Sociedad

Control de los pozos a fin de que no se destrocen pruebas

La Guarda Civil sostiene el total «aseguramiento» de la zona en la que se hallan los 2 pozos, por el que cayó el pequeño Julen y el excavado para su rescate, en tanto la juez de Málaga encargada de dirigir las investigaciones del caso no deje «aplanar y compactar» el terreno.

Aparte de eludir accidentes de personas que por curiosidad o bien por otros motivos se aproximen al sitio, se pretende conservar las pruebas que pudiese requerir la juez, conforme notifican a LA RAZÓN fuentes de la investigación.

Por el momento, los dos pozos han sido tapados con rutas placas metálicas de seiscientos kilogramos cada una, y agentes de la Benemérita sostienen una vigilancia permanente sobre el terreno.

Tal como adelantó este periódico en su edición de el día de ayer, la investigación se centra en determinar si hay responsabilidades penales relacionadas con ese orificio por el que se precipitó el pequeño y las condiciones en las que se hallaba. El informe que el Servicio de Protección de la Naturaleza (Seprona) de la Guarda Civil ha entregado en el Juzgado de Instrucción número nueve de Málaga, incluye estudios urbanísticos de la zona. Se apuntan, también, posibles infracciones al perforar el pozo; que las obras no contaban con autorización alguna; la ausencia de medidas de seguridad y los movimientos de tierra en el sitio.

Las citadas fuentes aseguraron al respecto que el documental fotográfico difundido el día de ayer por ciertos medios no se corresponde con ninguno efectuado por la Guarda Civil. «Nosotros no empleamos cinta métrica de ferretería y las imágenes no llevan el distintivo del Cuerpo».

En suelo no urbanizable

El pozo está en suelo no urbanizable, lo que acarrea que, con los permisos pertinentes, hubiese podido hacerse la perforación de forma legal si se hubiera justificado el fin para el que se quería el sondeo.
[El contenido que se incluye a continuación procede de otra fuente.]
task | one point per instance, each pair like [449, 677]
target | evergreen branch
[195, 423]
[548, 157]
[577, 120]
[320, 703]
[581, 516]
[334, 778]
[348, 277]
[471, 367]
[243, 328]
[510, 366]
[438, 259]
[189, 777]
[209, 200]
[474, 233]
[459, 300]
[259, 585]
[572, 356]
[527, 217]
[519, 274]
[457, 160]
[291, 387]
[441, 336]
Tratándose de un suelo rústico, que no tiene ningún género de protección o bien afectación, puesto que no es parque natural ni zona protegida, en la finca de Totalán se podría haber pedido permiso para excavar el pozo, algo que no se hizo, o bien efectuar otra actuación, mas siempre y en toda circunstancia con un informe vinculante de carácter conveniente.

Conforme las investigaciones, tanto el pozo por el que cayó Julen como los movimientos de tierra se efectuaron en el último mes del año, y todo apunta, conforme Efe, a que primero se hizo el pozo y después se movió la tierra, si bien hay que aguardar a los informes finales que efectúan los especialistas del Seprona de la Benemérita.

Por su lado, el Instituto Nacional de Toxicolog]a de Sevilla espera tener en un plazo de 8 o bien diez días los resultados de los estudios y análisis de las muestras del cuerpo de Julen.

De esta manera lo han asegurado fuentes del Ministerio de Justicia, quienes apuntaron a Ep que las muestras recogidas en la necropsia preliminar no han llegado todavía a Sevilla, lo que aguardan que suceda durante el día de el día de hoy.

«La familia de Julen precisa amedrentad»

El equipo de sicólogos que ha atendido a la familia de Julen sigue a predisposición de los familiares, por si acaso fuera preciso, en un instante en el que precisan amedrentad.
Francisca Ruiz, vicedecana del Instituto de Sicólogos de Andalucía Oriental, explicó el día de ayer a Efe que hasta el día de ayer estuvieron acompañando a la familia y que prosiguen a su predisposición, mas ha advertido de que «ahora precisan su espacio para examinar y digerir lo ocurrido».